Sur son espace de vie, chaque société va s'adapter aux conditions naturelles et développer ce que Vidal de la Blache a appelé un « genre de vie » original. Considérant qu'un même milieu naturel offre aux hommes diverses possibilités, en fonction de leurs outillages et de leurs capacités techniques, le fondateur de l'école française de géographie a développé, à la fin du XIXéme siècle, le concept de « possibilisme », en opposition au déterminisme de l'école géographique allemande de Ratzel. Ce dernier considérait en effet que l'ensemble des caractéristiques techniques, sociales et culturelles d'un groupe humain étaient déterminées par les données naturelles de l'espace dans lequel il vit et, en particulier, par le climat (Renard 1997; Claval 2003; Gunnell 2009). De nos jours, il est admis que les systèmes naturels et sociaux co-évoluent par adaptation et ajustements, voire à travers des phases de crise, dans le cadre de socio-écosystèmes (ou anthroposystèmes).

L'analyse des genres de vie, des instruments que les sociétés utilisent, des paysages qu'elles modèlent a donné naissance à la géographie culturelle (Claval 2003).

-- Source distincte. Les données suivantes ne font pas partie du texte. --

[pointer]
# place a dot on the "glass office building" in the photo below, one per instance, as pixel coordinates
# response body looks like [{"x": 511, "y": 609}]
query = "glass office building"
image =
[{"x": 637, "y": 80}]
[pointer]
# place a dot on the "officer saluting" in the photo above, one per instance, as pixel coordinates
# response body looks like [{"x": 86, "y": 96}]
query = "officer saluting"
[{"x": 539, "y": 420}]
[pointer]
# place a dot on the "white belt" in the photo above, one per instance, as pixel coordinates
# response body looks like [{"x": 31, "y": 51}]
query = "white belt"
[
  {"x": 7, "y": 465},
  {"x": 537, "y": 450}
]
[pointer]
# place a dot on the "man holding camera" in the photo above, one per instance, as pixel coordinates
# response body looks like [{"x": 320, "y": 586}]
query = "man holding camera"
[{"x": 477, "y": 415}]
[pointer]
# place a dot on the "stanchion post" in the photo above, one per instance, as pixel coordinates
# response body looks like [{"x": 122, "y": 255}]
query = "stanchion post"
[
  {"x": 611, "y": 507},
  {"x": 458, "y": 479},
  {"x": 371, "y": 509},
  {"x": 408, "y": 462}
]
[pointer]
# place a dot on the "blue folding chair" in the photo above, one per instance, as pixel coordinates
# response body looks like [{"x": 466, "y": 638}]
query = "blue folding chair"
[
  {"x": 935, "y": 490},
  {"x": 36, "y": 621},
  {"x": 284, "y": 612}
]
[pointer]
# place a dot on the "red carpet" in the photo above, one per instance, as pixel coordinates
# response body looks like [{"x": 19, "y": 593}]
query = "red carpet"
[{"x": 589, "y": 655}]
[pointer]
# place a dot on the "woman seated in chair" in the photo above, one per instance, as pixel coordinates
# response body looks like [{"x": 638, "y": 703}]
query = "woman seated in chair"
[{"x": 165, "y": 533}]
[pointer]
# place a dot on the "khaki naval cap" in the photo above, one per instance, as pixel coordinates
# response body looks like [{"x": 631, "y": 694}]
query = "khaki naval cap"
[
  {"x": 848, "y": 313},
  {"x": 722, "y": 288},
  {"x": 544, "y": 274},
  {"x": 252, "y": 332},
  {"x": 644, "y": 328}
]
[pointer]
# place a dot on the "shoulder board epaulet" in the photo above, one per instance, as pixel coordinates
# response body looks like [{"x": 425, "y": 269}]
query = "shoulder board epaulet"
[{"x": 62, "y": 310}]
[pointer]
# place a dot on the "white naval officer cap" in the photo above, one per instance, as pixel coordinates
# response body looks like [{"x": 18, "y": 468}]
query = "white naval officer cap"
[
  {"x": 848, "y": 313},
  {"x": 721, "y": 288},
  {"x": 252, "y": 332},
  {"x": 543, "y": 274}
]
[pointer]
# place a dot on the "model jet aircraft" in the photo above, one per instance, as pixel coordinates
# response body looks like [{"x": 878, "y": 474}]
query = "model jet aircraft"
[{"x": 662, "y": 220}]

Cette discipline, en liaison avec l'ethnologie, s'intéresse à la famille et aux systèmes de parenté, aux règles à respecter dans le choix du conjoint, au mode de filiation choisie (patrilinéaire si les enfants appartiennent à la lignée du père, matrilinéaire s'ils sont rattachés au clan maternel, éventuellement bilinéaire), au lieu de résidence des époux (patrilocale en cas de résidence chez les parents du mari, virilocale dans la parenté élargie du mari, matrilocale chez les parents de la femme, uxorilocale dans la parenté élargie de la femme ou néolocale lorsque le couple s'installe sur une implantation nouvelle). Les règles d'héritage des biens font également l'objet d'un intérêt particulier.

123

La géographie culturelle va également s'interroger sur l'origine de la cohésion sociale. En effet, la vie sociale implique que les partenaires aient le sentiment d'appartenir à un même ensemble où chacun se sent responsable et solidaire. Ce sentiment collectif peut être établi sur une base affective, souvent d'origine familiale, religieuse ou issue d'un idéal partagé, et l'on parle alors de communauté ; il peut également être fondé sur une base rationnelle, liée à la recherche de l'intérêt et de l'efficacité et on considère alors qu'il s'agit d'une société (Combemale 2005).

Le droit foncier, qui synthétise les rapports du groupe à son environnement, à travers différents techniques sociales, est également étudié pour son rôle fonctionnel, mais également religieux et symbolique. Les paysages, de leur côté, doivent également être lus selon trois grilles complémentaires, une grille fonctionnelle sociale, une autre fonctionnelle économique et une dernière grille symbolique.

Si les liaisons entre la géographie et l’écologie sont étroites dans l’étude des paysages, l’apport de la géographie humaine, surtout dans sa composante culturelle, est indispensable pour comprendre réellement le fonctionnement des sociétés. Ces différents aspects sont primordiaux dans notre cas d’étude, où la vie des hommes est basée sur l’exploitation directe des ressources naturelles renouvelables.